È per queste ragioni che i rappresentanti delle sinistre e i liberali ammetteranno certamente, e per tutti, la libertà d’insegnamento, ma si opporranno con leale fermezza ad una superiorità della scuola confessionale effettivamente derivante dall’estensione delle parificazioni e dei sussidi statali alle scuole private. A parte il fatto che parificazione e sussidi (o alle scuole o sotto forma di ripartizione scolastica pro capite) darebbero incremento a quella scuola privata di specializzazione che, salvo lodevoli eccezioni, porta con sé il carattere di una preparazione utilitaria e provoca un vero abbassamento di cultura, la scuola dello Stato verrebbe a trovarsi di colpo in condizioni di inferiorità dato che le scuole religiose che si appoggiano a potenti Ordini e si avvantaggiano in gran parte di Convitti annessi verrebbero ad aumentare il loro bilancio con quella parte che sarebbe sottratta a quella già insufficiente della scuola pubblica. Perché il ragionamento spesso portato da parte democristiana indica proprio la necessità dell’iniziativa privata a causa delle deficienze statali che verrebbero cosí ad aumentare se lo Stato dovesse sovvenzionare scuole confessionali su cui comunque il suo controllo sarebbe debolissimo e che imporrebbero piú chiaramente una scelta obbligata ai giovani delle zone prive di scuole statali. Né vale l’affermazione che le tasse che i cittadini pagano per il mantenimento della scuola pubblica si raddoppierebbero per quelli che non vogliono servirsene e inviano i loro figli a quella privata, perché tale affermazione riguarderebbe ugualmente e piú decisamente la posizione dei cittadini non cattolici che pure contribuiscono alle spese del culto cattolico: e non ci consta che i democristiani abbiano sollevato tale questione. Per mantenere dunque l’effettiva parità della scuola pubblica di fronte alla possibilità di quella privata confessionale, occorre che si abbia un esame di Stato non «surrogato», che l’istituto della parificazione non sia adoperato come etichetta che autorizza il contenuto non controllato di ogni bottiglia, che le scuole private vivano con i loro fondi.

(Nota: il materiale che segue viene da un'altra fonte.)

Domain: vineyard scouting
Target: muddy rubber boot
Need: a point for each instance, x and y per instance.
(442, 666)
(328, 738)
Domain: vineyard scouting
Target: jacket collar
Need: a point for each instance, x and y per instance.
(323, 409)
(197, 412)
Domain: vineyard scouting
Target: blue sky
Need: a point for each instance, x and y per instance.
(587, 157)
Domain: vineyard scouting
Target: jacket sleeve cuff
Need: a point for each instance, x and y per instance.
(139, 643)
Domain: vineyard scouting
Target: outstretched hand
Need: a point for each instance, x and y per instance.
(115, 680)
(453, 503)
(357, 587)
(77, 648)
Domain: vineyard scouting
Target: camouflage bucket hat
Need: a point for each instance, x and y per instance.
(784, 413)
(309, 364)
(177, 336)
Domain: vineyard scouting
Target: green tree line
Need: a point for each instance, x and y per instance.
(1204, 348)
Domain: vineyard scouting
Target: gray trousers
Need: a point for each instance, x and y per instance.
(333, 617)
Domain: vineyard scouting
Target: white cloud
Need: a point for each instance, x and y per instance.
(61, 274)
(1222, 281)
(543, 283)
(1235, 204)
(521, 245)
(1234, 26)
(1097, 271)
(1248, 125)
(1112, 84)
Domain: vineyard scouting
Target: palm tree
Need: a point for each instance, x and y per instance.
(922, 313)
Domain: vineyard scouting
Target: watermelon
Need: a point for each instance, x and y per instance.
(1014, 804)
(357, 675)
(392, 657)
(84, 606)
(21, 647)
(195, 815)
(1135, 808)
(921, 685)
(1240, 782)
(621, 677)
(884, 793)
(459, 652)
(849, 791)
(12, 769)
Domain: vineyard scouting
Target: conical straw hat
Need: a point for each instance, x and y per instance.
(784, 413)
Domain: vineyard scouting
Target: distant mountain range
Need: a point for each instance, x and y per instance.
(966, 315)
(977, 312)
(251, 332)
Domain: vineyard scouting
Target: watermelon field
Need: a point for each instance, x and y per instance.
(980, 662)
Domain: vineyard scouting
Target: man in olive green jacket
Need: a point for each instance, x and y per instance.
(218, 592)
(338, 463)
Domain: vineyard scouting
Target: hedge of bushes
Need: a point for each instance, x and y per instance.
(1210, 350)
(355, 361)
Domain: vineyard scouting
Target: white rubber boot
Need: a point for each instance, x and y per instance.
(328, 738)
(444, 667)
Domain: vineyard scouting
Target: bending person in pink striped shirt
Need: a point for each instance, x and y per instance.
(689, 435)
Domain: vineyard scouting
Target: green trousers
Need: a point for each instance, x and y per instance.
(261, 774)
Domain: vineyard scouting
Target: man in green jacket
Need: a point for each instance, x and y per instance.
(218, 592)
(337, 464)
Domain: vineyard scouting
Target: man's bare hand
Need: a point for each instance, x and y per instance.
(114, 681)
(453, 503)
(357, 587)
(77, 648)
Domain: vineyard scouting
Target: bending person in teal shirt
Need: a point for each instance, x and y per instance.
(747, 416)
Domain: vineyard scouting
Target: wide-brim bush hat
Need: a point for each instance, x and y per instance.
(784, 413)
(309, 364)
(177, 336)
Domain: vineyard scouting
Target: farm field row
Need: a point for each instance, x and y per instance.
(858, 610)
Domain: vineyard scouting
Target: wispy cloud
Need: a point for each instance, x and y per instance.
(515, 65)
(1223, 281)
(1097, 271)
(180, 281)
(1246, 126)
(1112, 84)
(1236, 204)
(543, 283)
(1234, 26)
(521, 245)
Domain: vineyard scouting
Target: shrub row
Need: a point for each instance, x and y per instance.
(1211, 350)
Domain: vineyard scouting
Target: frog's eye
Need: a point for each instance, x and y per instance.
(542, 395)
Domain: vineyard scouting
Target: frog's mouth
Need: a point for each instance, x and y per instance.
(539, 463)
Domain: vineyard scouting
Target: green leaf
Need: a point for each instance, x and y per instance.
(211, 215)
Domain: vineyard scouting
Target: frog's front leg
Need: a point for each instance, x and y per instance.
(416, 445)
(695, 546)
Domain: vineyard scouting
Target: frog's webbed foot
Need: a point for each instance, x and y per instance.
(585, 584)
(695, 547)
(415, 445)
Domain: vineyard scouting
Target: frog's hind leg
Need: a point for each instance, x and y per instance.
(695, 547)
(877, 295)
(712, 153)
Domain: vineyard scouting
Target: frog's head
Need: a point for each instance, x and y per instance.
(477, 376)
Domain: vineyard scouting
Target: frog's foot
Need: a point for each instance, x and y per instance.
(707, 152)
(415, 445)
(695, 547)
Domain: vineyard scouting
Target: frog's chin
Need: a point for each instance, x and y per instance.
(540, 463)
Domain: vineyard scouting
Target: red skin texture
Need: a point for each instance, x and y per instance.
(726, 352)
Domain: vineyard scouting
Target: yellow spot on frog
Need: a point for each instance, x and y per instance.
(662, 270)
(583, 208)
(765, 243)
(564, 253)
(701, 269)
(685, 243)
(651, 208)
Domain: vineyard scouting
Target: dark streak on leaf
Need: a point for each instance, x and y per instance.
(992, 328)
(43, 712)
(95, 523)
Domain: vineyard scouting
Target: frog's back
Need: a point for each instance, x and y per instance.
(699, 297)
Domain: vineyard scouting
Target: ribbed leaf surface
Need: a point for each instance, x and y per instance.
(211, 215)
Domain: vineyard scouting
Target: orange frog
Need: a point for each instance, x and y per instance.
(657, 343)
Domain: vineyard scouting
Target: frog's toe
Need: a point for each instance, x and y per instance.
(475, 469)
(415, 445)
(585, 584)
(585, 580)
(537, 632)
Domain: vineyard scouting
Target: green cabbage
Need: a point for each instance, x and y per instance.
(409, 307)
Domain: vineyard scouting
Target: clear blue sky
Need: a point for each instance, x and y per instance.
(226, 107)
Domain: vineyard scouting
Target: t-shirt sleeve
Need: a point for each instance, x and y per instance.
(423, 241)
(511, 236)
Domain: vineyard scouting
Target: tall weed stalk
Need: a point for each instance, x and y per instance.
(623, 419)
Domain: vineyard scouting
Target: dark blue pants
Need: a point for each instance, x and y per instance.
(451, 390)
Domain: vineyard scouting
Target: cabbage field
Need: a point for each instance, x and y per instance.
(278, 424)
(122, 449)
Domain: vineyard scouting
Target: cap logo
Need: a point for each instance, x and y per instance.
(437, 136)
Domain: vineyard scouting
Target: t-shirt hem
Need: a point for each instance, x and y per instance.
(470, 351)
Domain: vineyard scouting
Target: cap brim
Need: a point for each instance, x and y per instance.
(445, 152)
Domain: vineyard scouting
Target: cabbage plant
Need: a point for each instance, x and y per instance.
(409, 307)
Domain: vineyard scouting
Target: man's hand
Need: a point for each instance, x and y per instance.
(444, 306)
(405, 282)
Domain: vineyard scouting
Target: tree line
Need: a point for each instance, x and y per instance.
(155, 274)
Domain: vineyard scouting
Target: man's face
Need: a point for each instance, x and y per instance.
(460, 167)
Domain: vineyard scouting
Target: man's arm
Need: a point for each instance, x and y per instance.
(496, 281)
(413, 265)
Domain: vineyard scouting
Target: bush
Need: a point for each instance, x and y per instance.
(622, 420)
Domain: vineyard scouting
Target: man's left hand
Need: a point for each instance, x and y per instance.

Offesa alla libertà, statolatria, acido spirito di parte? In realtà chi difende la scuola pubblica non difende una scuola di parte ed anzi difende la scuola libera, la scuola in cui tutti possono insegnare e tutti possono apprendere, difende una possibilità di formazione aperta che lo Stato ha il dovere di offrire ovunque e nella maniera piú efficiente possibile ai suoi cittadini. «Nella scuola di parte il maestro deve essere scelto soltanto fra quelli che siano disposti a giurare in quei dati articoli di fede; lo scolaro dev’essere plasmato unicamente sul modello prefisso. L’autonomia, l’indipendenza di pensiero e di giudizio, da cui sorgono e si sviluppano i caratteri onesti e leali, forti e diritti, che sono il fiore e il vigore di ogni popolo e di ogni età… è invece un pericolo ed una ribellione intollerabile in una scuola di parte…» scriveva nel 1922 un marxista di grandissimo valore, Rodolfo Mondolfo, e se il linguaggio può apparire antiquato e non adeguato ai sottili compromessi contemporanei, nessuno potrà negare la giustezza sostanziale di un esame che i fatti hanno confermato. Nella scuola pubblica in cui i cattolici possono insegnare ed apprendere in piena garanzia di libertà ci sembra siano proprio da porre le basi per una coscienza italiana moderna e libera, progressista ed aperta a tutti i fermenti della civiltà.

E se questi sono gli sviluppi del liberalismo migliore che i rivoluzionari piú coscienti riprendono per accompagnare le trasformazioni sociali con un animo che le sappia destinare al loro scopo di liberazione, ci sembra proprio che i punti da noi enunciati debbano indicare i limiti in cui viene a collocarsi per vivere e non illudere la libertà della scuola.